Let’s face it: setup isn’t considered cool. It isn’t a career promoter, it doesn’t have everyone wanting to learn it, it’s viewed as an afterthought on most projects, yet it is as complicated as any other area of technology we deal with in our day-to-day jobs (especially when you consider application removal, servicing, upgrades, resiliency, and all the other aspects of getting setup done right). Given the available tools to mask the complexities and the fact that setup/deployment touches on every other technology we employ (.NET/GAC, Java, COM, One-Click, VC runtimes, shell & browser extensions, IIS, SQL, etc.) I would call it more complex, and less well taught/documented, than even COM in all its ugly glory.

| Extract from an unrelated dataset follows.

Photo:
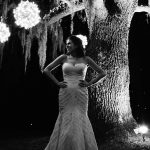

In this blog, I will supply comments, thoughts, examples, gripes, complaints, and anything else that comes to mind to help uncover the world of deployment and servicing on Windows® platforms. I’ll also contribute some thoughts applicable to *NIX systems from time to time as well. (Linux and similar systems have suffered from their own version of DLL Hell as well.) I intend to cover everything from how to write reliable resilient setup packages to validation, custom actions, and build systems (since every “setup developer” at some point either was or will become a “build engineer” as well). I will give credit to others who have written much of this already, and build more on what they have done in a few cases.
To introduce myself, I am a software engineer with about 20 years experience, the last 6 at Microsoft (2003-2009). During that time, I have worked on and with everything from VAX, various vendor implementations of Unix, MSDOS 2.x, and Mac OS 6 to recent builds of Ubuntu, netBSD and Windows 7. I have crossed over between primary development platforms 5 times, learned an alphabet soup of technologies and paradigms, and been exposed to most (if not all) of the trends in computer programming in the past 3 decades (yes, I messed around with programming 10 years before my first ongoing job in it). And now, I am starting a firm to focus on Windows® deployment/servicing consulting and to provide paid support services for the WiX toolset. I will also supply utilities and extensions that will make your builds easier and/or more productive.
If I may start with one word of advice, it is that you must be very deliberate with your deployment testing, since it is easy to produce a setup package you can’t fix after you release. For you setup developers, that means you should never run a setup package you have built on your primary dev box until it has been fully tested on some other system (think virtual).
In conclusion, if you have found yourself in the position of being the designated setup developer, look here and I will steer you in the direction of easier-to-understand tutorials and other resources to teach you this area. Watch this space, and I’ll do my best to make this as fun as possible.
Since many of us spend approximately half of our waking hours at work (some of us much more than that), and since all work and no play makes for a very dull life, I will also do my best to make this learning adventure as fun as I can.